RIBA president questions effectiveness of Gove’s announcements

Simon Allford

Source: Jean Goldsmith

RIBA president Simon Allford

RIBA president Simon Allford has cast doubt on the effectiveness of the government’s plan to make industry pay for the cladding scandal.

Allford questioned whether the measures announced by housing secretary Michael Gove would raise enough money to fix the hundreds of buildings in need of remediation.

He also warned that they could make insurance even harder to come by. The sector has been hit by spiralling professional indemnity insurance hikes since the Grenfell fire in 2017, with many policies containing significant exclusions around fire safety.

Yesterday Gove announced plans for developers to pay into a fund which will be used to remediate tower blocks between 11m and 18m in height, which were not previously in scope. Gove has threatened to restrict grant funding, use planning powers and pursue developers through the courts if they don’t pay.

But Graham Watts, chief executive of the Construction Industry Council, warned that without public funding remediation would become a “lottery” in areas where developers are unwilling or unable to contribute.

Allford, who is also the co-founder of AHMM, said: “This new plan should provide some welcome relief to the many homeowners who have unduly suffered at the hands of our flawed building safety regime – and we welcome that.

“We remain concerned however that the new funding mechanism will not raise enough money to fully address the widespread fire safety or structural defects that exist up and down the country.

“The extension of the Defective Premises Act will also seriously impact the availability of insurance for the entire construction sector, impacting not only architects who are needed to help design remedial works, but also others who have never worked on high-rise housing projects.

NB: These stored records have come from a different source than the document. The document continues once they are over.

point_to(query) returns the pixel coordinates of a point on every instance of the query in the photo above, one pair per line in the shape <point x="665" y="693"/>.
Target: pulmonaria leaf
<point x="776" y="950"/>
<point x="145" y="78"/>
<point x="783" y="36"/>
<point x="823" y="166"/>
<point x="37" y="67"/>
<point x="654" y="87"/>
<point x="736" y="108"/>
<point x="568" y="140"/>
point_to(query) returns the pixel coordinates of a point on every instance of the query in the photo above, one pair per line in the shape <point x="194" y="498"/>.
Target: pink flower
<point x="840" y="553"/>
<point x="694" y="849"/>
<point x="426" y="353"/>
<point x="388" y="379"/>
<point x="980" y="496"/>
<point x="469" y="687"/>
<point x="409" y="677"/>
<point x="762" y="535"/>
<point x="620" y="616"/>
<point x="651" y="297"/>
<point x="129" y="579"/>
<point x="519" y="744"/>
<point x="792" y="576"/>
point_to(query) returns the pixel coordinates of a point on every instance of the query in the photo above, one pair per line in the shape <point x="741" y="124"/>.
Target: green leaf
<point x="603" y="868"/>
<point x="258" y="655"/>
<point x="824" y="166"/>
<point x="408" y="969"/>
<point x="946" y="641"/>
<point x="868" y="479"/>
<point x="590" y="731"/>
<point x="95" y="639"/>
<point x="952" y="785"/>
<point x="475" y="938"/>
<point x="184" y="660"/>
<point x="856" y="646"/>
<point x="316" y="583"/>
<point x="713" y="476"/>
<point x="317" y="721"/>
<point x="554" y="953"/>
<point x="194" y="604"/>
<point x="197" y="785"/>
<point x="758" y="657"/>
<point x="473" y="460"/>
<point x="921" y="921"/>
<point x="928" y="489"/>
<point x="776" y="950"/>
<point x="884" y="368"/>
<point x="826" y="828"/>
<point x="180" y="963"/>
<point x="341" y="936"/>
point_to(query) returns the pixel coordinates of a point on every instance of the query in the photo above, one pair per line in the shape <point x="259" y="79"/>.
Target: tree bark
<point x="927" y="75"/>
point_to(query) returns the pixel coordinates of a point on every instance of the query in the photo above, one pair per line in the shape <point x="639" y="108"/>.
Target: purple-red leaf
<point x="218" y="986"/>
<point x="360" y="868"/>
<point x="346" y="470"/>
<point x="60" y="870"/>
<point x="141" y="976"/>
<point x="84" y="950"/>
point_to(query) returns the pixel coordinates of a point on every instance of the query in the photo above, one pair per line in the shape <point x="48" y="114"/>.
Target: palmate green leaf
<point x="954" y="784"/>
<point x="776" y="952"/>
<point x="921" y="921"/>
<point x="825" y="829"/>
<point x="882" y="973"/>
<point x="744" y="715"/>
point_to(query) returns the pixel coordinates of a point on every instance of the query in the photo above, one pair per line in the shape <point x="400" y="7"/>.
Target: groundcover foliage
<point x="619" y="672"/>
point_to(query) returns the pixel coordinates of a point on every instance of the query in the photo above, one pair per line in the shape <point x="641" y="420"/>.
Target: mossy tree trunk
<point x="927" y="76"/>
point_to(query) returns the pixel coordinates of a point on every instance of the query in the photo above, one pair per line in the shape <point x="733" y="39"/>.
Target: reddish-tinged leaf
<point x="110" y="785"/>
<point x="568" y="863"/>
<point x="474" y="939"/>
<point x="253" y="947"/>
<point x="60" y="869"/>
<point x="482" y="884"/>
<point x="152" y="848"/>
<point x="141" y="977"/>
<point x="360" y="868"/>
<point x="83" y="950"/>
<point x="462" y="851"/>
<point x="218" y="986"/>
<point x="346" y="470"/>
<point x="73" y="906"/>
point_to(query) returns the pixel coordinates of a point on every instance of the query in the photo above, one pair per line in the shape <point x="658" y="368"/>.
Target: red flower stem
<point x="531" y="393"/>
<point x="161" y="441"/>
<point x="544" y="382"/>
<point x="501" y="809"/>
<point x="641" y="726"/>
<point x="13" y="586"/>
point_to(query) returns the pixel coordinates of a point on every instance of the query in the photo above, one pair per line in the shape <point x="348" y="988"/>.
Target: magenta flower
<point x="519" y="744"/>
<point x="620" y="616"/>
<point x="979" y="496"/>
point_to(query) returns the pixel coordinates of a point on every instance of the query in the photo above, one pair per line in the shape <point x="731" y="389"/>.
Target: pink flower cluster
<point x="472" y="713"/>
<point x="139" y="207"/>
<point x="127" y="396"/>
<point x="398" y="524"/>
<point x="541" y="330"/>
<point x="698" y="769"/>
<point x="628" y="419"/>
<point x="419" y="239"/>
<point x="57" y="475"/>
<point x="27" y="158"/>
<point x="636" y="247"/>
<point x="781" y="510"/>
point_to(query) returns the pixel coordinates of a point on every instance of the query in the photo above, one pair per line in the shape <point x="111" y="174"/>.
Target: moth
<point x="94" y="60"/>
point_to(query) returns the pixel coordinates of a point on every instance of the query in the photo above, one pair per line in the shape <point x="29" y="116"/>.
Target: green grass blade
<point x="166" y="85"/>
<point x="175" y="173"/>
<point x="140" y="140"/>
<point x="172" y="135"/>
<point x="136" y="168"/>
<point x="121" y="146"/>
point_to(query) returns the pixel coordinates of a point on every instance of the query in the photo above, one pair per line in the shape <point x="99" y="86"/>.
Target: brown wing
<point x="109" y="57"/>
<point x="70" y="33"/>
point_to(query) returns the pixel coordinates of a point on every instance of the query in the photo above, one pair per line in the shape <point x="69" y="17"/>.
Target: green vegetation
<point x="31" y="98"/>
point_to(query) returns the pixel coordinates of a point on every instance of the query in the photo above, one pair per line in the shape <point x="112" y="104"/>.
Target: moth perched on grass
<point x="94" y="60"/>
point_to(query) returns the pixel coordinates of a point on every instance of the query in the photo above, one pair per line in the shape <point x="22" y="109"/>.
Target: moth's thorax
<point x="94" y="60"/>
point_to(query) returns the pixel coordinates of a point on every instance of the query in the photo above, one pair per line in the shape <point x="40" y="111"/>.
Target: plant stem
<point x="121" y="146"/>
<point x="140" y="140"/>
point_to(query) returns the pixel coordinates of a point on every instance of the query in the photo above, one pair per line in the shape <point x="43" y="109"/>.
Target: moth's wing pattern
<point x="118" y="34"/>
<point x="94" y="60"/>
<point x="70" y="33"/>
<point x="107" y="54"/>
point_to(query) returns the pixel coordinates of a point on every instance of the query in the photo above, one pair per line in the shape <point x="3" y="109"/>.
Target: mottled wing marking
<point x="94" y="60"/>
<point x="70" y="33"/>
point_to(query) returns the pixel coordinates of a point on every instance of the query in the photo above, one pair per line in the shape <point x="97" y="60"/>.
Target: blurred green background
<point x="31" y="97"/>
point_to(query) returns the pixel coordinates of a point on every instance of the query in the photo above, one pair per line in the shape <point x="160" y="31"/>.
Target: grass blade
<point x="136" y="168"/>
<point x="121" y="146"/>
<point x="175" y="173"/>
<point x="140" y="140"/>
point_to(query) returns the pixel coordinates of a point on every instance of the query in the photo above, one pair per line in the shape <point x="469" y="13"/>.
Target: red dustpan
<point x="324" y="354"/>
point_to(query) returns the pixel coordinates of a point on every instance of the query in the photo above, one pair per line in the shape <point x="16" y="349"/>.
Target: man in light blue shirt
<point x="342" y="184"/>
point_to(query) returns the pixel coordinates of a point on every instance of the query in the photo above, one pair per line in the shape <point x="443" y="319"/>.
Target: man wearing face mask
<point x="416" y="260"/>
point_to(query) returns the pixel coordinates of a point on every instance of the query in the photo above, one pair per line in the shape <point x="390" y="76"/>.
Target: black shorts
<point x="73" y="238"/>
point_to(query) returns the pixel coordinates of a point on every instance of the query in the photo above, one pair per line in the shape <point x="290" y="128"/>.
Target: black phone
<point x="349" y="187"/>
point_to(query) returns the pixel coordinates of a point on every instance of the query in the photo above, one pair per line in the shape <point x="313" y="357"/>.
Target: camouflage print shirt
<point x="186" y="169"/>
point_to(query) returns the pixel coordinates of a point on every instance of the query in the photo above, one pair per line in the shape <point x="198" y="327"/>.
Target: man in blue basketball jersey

“While the new collaborative procurement guidance signals progress, that too will require much stronger government oversight to prove effective, because despite awareness of risks, too many construction projects confuse cost, value and safety.

“To help the construction sector to move forward, the government must, accepting of its role as the regulator that allowed this crisis to arise, devise and enforce a properly funded and sustainable solution.”

>> Andrew Mellor: Gove makes progress on building safety – but many questions remain

>> Also read: Government to pursue developers for £4bn cladding bill


Others have warned that the move could lead to legal challenges and confusion.

Jeremy Raj, national head of residential property at law firm Irwin Mitchell, said laying the responsibility for the cladding scandal solely at the feet of developers will risk more delay for leaseholders caught in unsaleable homes.

He said: “Many developers will be puzzled as to how and to what extent they can justify such expenditure on a ‘voluntary’ basis in the context of their obligations to shareholders, and a lack of direct responsibility, particularly given clear evidence of contributory negligence by others.

“Fixing dangerous buildings should be dealt with as a priority using up-front Government money, with clawback provisions activated as soon as the extent and identity of all liable parties has been established under due legal process.”